Intelligence surveillance was key to intercepting the Zazi bomb plot. Without surveillance, Port Authority Police would not have searched his vehicle. If Zazi had not been suspicious of surveillance the explosives would have been found in the vehicle and not been disposed of. Surveillance was important since if the authorities had acted too soon and apprehended Zazi, there could have been explosives existing within the cell to carry out the attack. Monitoring the situation was crucial in preventing Zazi from reaching his target.
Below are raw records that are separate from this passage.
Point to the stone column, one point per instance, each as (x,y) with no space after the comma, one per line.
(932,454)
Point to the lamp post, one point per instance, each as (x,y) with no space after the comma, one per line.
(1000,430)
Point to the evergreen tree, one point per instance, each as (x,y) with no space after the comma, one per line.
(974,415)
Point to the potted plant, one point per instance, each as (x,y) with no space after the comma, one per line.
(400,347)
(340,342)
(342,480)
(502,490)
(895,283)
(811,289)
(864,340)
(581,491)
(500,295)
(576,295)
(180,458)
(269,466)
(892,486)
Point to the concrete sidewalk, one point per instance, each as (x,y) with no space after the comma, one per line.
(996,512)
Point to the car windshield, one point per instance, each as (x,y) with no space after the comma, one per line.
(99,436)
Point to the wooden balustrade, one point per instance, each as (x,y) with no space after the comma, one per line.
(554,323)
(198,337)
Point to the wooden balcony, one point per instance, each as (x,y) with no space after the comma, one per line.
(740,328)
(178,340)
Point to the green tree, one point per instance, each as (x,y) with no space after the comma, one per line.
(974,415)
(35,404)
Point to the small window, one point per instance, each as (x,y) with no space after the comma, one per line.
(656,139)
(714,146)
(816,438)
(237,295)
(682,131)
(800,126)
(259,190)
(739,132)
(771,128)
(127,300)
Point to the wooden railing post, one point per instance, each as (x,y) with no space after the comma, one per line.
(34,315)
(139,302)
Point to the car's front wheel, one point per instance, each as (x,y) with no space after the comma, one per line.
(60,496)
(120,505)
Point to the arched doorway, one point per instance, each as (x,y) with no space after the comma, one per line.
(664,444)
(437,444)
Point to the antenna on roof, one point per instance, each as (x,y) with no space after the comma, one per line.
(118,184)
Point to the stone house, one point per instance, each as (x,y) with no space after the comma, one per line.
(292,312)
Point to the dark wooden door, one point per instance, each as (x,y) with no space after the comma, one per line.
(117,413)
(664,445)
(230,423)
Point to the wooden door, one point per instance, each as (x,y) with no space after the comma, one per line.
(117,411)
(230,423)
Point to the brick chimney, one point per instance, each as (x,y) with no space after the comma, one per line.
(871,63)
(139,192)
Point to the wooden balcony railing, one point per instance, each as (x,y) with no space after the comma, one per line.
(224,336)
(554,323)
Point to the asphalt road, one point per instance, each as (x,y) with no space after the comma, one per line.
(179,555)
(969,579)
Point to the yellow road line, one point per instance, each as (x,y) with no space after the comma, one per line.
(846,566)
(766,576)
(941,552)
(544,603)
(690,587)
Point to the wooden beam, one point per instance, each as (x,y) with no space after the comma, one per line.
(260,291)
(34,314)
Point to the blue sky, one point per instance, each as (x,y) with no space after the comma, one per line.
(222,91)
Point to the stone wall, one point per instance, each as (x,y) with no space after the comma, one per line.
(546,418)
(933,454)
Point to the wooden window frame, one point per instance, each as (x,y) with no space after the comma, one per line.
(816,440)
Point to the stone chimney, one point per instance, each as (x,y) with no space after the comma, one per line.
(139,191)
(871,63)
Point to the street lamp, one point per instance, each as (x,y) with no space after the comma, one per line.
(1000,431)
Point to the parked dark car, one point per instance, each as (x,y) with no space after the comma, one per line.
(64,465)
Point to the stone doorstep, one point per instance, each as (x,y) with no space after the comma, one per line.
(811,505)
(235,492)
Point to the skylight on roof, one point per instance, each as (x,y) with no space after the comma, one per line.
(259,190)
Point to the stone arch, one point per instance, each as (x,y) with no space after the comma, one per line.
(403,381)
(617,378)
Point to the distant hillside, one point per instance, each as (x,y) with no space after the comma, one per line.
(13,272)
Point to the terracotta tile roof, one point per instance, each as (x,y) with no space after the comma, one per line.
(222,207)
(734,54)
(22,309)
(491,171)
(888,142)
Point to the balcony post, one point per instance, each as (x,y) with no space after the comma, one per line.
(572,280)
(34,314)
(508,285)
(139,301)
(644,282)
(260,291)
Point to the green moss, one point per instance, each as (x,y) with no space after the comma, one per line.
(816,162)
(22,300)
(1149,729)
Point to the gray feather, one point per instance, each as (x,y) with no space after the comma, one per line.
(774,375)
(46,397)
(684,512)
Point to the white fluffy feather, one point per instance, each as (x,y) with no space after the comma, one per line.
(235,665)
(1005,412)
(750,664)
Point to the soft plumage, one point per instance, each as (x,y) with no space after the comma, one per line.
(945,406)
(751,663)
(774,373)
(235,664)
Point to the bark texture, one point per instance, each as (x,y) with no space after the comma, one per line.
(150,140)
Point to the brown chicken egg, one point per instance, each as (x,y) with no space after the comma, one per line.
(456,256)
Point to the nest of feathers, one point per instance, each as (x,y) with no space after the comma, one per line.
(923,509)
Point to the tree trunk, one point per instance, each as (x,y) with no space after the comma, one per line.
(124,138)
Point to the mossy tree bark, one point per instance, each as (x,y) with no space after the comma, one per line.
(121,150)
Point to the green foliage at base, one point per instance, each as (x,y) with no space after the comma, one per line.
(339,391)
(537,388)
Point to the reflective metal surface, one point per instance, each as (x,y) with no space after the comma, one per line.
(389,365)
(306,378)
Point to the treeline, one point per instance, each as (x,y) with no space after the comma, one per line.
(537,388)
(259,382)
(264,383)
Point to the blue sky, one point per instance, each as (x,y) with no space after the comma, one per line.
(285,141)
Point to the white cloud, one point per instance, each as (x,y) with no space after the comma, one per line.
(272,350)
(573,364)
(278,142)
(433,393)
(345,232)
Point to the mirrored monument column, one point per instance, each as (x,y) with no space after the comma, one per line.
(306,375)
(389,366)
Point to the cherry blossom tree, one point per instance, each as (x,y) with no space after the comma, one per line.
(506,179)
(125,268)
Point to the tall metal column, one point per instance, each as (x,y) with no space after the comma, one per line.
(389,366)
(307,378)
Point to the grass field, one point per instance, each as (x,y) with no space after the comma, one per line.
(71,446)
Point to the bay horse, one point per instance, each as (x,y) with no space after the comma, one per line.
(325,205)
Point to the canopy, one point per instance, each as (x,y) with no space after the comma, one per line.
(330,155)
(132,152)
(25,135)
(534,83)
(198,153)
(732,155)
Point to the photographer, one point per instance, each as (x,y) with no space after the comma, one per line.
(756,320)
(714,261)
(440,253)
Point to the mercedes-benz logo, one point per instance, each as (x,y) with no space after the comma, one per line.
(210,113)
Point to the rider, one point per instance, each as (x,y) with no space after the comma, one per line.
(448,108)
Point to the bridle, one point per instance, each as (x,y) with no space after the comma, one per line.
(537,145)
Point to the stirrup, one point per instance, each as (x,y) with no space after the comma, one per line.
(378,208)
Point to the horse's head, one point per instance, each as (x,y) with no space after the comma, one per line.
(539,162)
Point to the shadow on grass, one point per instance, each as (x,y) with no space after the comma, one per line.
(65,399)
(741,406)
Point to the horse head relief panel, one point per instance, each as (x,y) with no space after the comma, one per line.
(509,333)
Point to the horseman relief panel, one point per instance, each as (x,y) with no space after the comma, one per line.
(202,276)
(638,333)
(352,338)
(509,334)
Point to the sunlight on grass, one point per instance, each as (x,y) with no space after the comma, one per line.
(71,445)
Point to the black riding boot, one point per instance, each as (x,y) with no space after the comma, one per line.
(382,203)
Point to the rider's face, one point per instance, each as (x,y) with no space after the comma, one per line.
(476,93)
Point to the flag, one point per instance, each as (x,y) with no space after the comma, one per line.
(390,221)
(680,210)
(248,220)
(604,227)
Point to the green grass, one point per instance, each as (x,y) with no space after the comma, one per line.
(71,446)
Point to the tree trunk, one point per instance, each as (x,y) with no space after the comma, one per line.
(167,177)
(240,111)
Intelligence Fusion & Failures
Intelligence cooperation encourages a fusion between transnational agencies as well as intelligence fusion between agencies that act upon this. In this case cooperation with British intelligence supported U.S. intelligence to pick up on intelligence, and corroboration and cooperation with NYPD and Port Authorities ensured that parties involved could monitor the situation to avoid a successful attack on the target.
Failure can be partially observed on allowing Zazi to reach the George Washington Bridge: this could have resulted in an improvised detonation and loss of life. Apprehension could have been conducted in an area with less risk of collateral casualties. Surveillance had failed to pick up on the discarding of the explosives. The explosives could have been intercepted by other members of a cell if the operation was more sophisticated.
Lessons Applied to Al-Shabaab Terror Attacks
Intelligence cooperation between U.S./AMISOM and regional partners have aided in the prevention of terror attacks. This provides situational awareness and is required due to the cross-border/transnational nature of the threat. The sophistication and access to highly explosive materials by al-Shabaab differentiates their modus operandi from the Zazi bomb plot. In most instances, intelligence surveillance cannot be as patient with potential suspects due to the significantly higher risk.
Monitoring the significantly higher volume of intelligence and potential surveillance is problematic and the application, in this case, is not realistic. Only partial lessons can be gained from intelligence cooperation and fusion centers. A higher emphasis on intelligence fusion, to provide actionable intelligence on potential terror attacks, is a lesson that can be learned from the Zazi terror plot, citing the importance of intelligence cooperation between regional partners.